Das neue neunjährige Gymnasium
München - Seit fast zehn Jahren wird in Bayern über die Rückkehr zum neunjährigen Gymnasium gestritten. Jetzt kommt Bewegung in die Endlos-Diskussion. Am Mittwoch hat der Philologenverband (bpv), in dem die bayerischen Gymnasiallehrer organisiert sind, sein Konzept für ein „neues neunjähriges Gymnasium“ vorgestellt.
Ministerpräsident Horst Seehofer und Bildungsminister Ludwig Spaenle (CSU) haben schon mehrmals angekündigt, dieses Konzept zu prüfen. Die Lehrer fordern eine Umkehr des jetzigen Systems: G8 soll die Ausnahme, G9 die Regel sein. „Die schwächeren Schüler sollen nicht mehr begleitet wiederholen, sondern die guten Schüler eine Jahrgangsstufe unterstützt überspringen“, sagt Verbandsvorsitzender Max Schmidt.
Die Unterstufe soll unverändert bleiben. In der Mittelstufe können sich die Schüler dann entscheiden, ob sie das Abitur nach 12 oder 13 Jahren machen. Wer die kürzere Variante wählt, überspringt die zehnte Klasse. Dafür kann der Überspringer in der neunten und elften Klasse Förderangebote nutzen. Diese Förderung gibt’s auch für Schüler, die ein Jahr ins Ausland gehen.

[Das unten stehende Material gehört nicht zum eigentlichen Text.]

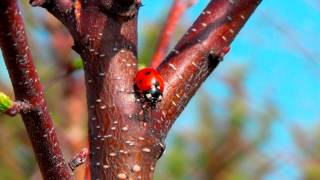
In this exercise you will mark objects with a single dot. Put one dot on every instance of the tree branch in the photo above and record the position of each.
(27, 88)
(64, 10)
(175, 13)
(126, 137)
(198, 53)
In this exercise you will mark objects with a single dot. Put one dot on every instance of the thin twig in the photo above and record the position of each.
(198, 53)
(27, 88)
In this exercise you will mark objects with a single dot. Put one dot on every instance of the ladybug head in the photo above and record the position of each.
(154, 94)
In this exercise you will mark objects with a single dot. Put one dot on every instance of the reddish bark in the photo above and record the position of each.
(198, 53)
(126, 139)
(27, 89)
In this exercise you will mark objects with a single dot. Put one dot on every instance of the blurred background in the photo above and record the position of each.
(256, 117)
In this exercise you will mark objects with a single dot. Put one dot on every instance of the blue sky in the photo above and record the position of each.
(278, 69)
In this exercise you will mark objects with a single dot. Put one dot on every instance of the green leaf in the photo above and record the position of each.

Angesichts der Dauerkritik von Lehrern, Schülern und Eltern am G8 hatte Seehofer am Dienstag im Kabinett betont, dass die Staatsregierung dem Volksbegehren ein eigenes Konzept entgegensetzen und es Änderungen am G8 geben müsse. Sein Konzept könnte sich auf die Eckpunkte des Lehrerverbandes stützen.
Derweil haben die Freien Wähler fast 27000 Unterschriften für die Wiedereinführung von G9 eingereicht. Das Volksbegehren sei seiner Meinung nach zulässig, so Seehofer. Schon im Juni oder Juli könnte die zweiwöchige Eintragungsfrist beginnen.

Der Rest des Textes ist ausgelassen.